Winter Yard Work


I love the seasons of Colorado – I look forward to the brisk cold of winter as much as I look forward to the pastel colors of spring bulbs; the heat of summer; and the rusty colors of autumn. Winter provides a nice break from yard work, but there are some tasks that should not be ignored.

  • WATER! If we haven’t had any natural precipitation for 2-3 weeks, your woody plants will need a drink. My strategy is to put the hose on a trickle and water each tree for 15 minutes, and each shrub for 5 to 10 depending on the size. I use the timer on my phone to help me remember to move the hose. It is especially important to water any trees, shrubs or perennials that you planted this past fall.

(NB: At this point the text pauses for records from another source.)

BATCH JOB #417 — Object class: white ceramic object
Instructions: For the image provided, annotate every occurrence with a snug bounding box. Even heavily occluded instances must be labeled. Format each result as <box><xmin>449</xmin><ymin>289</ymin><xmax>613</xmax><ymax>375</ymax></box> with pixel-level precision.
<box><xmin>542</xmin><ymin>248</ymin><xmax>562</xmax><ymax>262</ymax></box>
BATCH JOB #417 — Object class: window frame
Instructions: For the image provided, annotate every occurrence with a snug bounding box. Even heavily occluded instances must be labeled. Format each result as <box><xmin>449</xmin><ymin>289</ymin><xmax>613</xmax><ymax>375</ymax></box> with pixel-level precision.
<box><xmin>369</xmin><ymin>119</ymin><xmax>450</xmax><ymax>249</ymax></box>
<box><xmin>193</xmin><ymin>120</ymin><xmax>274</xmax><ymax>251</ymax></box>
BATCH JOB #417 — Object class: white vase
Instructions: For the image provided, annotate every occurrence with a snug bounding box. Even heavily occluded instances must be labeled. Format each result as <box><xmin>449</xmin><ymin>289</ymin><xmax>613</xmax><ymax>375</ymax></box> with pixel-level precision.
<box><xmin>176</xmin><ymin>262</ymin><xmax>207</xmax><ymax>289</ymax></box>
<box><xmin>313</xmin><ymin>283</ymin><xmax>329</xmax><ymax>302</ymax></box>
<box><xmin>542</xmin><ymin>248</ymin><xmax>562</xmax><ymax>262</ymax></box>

  • Clean-up. Try to have all of the remaining plant debris cleared up by mid-March. Removing the debris also removes any overwintering pests and diseases. If you need a check-list for fall chores, you can review last month’s blog post.
  • Prune. Most deciduous trees and shrubs are best pruned between December and February. When they’re defoliated for the winter, it’s much easier to see broken, crossed or weak branches. It’s also healthier for the plant since disease spores and insects are dormant and not likely to infect the pruning wound. However, some flowering shrubs should not be pruned until after they flower. Check this CSU Extension Fact Sheet for more information about pruning. 
  • Plan. Now is a great time to plan for next year! Peruse seed catalogs and plan for next year’s garden. If you’re ready for a larger project, I offer landscape design services as well. Due to the labor shortage, landscape contractors are incredibly busy so if you hope to get some work done next spring, the plan needs to be in place by February.